Alex wondered if he had slept. Had he dreamed? Had this all happened before?

The headache was so brief, it was over before he realized that it had started, accompanied by a piercing shriek that reverberated in the back of his skull, echoes of a pain he had forgotten. It went on and on, much longer than he could stand, even though it was over before he realized it had begun. The silence that followed was beautiful.

Alex tried to remember what he had been thinking about for the last few minutes for a while, and then he gave up.

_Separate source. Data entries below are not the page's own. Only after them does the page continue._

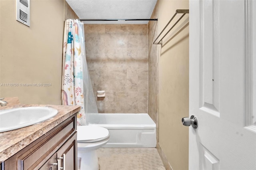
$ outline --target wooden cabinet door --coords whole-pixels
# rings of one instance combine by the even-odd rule
[[[64,170],[77,170],[77,132],[71,136],[57,152],[60,167]]]
[[[57,170],[57,154],[55,153],[39,169],[39,170]]]

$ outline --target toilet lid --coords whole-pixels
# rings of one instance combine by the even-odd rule
[[[93,126],[77,127],[77,142],[88,143],[104,140],[109,136],[108,129]]]

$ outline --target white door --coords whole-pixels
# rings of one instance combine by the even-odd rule
[[[256,4],[190,1],[190,169],[256,170]]]

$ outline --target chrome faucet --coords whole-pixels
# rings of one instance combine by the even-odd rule
[[[6,106],[8,104],[8,102],[3,100],[4,99],[4,98],[0,98],[0,105],[1,105],[1,106]]]

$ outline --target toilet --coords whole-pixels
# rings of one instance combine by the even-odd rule
[[[77,131],[78,170],[98,170],[96,150],[109,140],[108,130],[102,127],[78,126]]]

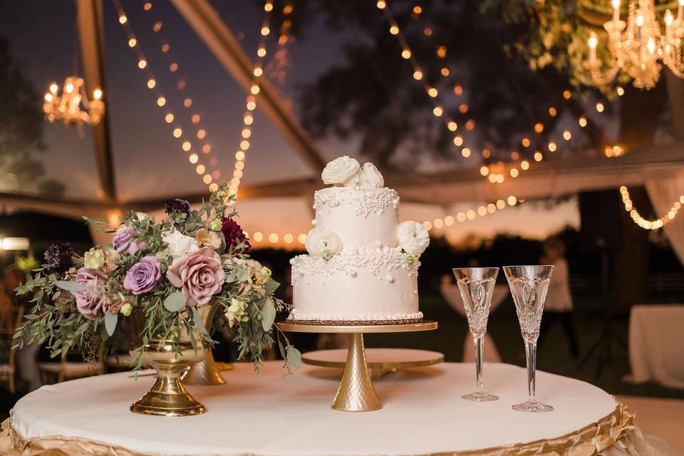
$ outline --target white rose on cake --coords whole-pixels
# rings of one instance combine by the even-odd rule
[[[328,261],[340,253],[342,249],[342,240],[331,231],[312,228],[306,235],[304,247],[312,258],[322,258]]]
[[[430,244],[428,230],[418,222],[403,222],[397,228],[402,249],[410,255],[420,255]]]
[[[321,173],[323,182],[336,187],[354,187],[358,184],[361,167],[348,155],[338,157],[328,163]]]
[[[367,188],[383,188],[385,187],[385,179],[375,165],[368,162],[363,164],[361,170],[361,185]]]

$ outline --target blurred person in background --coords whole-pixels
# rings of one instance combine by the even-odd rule
[[[554,273],[544,305],[544,316],[539,331],[539,343],[542,346],[549,328],[559,324],[563,327],[573,358],[579,356],[579,344],[572,318],[572,296],[568,262],[565,259],[565,244],[557,237],[550,237],[544,243],[542,264],[554,265]]]

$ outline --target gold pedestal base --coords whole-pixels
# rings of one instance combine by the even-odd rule
[[[279,323],[281,331],[295,333],[346,333],[349,348],[344,365],[342,381],[333,400],[332,408],[343,412],[372,412],[382,408],[382,403],[370,380],[363,346],[364,333],[403,333],[437,329],[436,321],[398,325],[318,325]]]
[[[221,375],[221,370],[214,361],[214,355],[211,352],[207,356],[207,359],[191,366],[181,379],[185,385],[194,386],[214,386],[226,384],[226,380]]]
[[[145,344],[142,360],[157,371],[157,381],[144,396],[130,406],[133,413],[161,416],[192,416],[207,411],[180,383],[180,375],[195,363],[202,361],[210,350],[202,341],[197,349],[190,342],[178,344],[177,353],[169,341]]]
[[[155,385],[130,406],[133,413],[160,416],[202,415],[207,408],[183,388],[178,378],[157,377]]]
[[[370,412],[383,408],[366,363],[363,334],[361,333],[349,334],[347,363],[332,408],[343,412]]]

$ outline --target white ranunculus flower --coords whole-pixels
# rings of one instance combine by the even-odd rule
[[[164,233],[162,240],[168,244],[169,252],[174,258],[200,250],[200,246],[197,245],[197,242],[194,237],[185,236],[175,229]]]
[[[312,258],[323,258],[328,260],[340,253],[342,249],[342,239],[331,231],[312,228],[306,235],[304,246]]]
[[[93,248],[83,254],[83,266],[91,269],[99,269],[105,265],[105,259],[102,250]]]
[[[370,188],[383,188],[385,187],[385,180],[375,165],[368,162],[363,164],[361,171],[361,187]]]
[[[430,244],[428,230],[418,222],[403,222],[397,228],[399,245],[408,254],[420,255]]]
[[[361,167],[356,159],[343,155],[326,165],[321,177],[328,185],[354,187],[358,183],[361,170]]]

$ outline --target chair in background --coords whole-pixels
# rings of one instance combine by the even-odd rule
[[[0,382],[6,383],[12,393],[15,392],[16,371],[16,351],[12,348],[12,336],[23,318],[23,306],[6,306],[0,309]]]
[[[64,353],[58,361],[38,363],[43,383],[61,383],[66,380],[101,375],[105,373],[103,346],[100,346],[98,358],[94,363],[69,361],[69,354],[74,353]]]

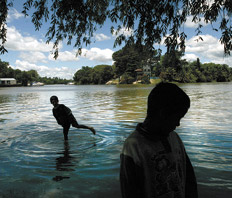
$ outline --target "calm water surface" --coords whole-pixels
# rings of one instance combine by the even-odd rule
[[[191,108],[176,131],[194,165],[201,198],[232,197],[232,83],[180,85]],[[119,198],[119,154],[146,115],[152,86],[0,88],[0,198]],[[49,98],[80,124],[63,141]]]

He looked down at his hands, blue-veins under the pale skin of his palms, and flexed his fingers. He was awake. Alex ran his fingers along the cold rounded steel of the bed frame, bunched the starched sheets in his hands. This was real.

There was nothing, he thought, opening his eyes and smiling at Eerie, curled in her giant sweatshirt, her head peeking out from the gaping hood, breathing softly, the pink of her slightly parted lips. There was nothing here to worry him, nothing to be afraid of. He had not forgotten anything, nothing important.

She stirred, shifting her hips, drawing her knees up close to her chest, her lips mouthing words that he could not hear, but recognized intuitively, and almost understood. He watched her chest rise and fall, let his eyes linger on the curvature of her white calves, moving against each other with furtive languor. Alex watched Eerie sleep, and felt something like peace, for a little while, wondering what it was that she dreamed of.

In the half-light of the early morning, in a room that was not quite cold, on top of a bed that was not his own, Alex watched Eerie breathe, her face untroubled by whatever passed for a changeling’s dreams. He waited for her to wake, for her to open her eyes and speak to him, to say his name and make everything real.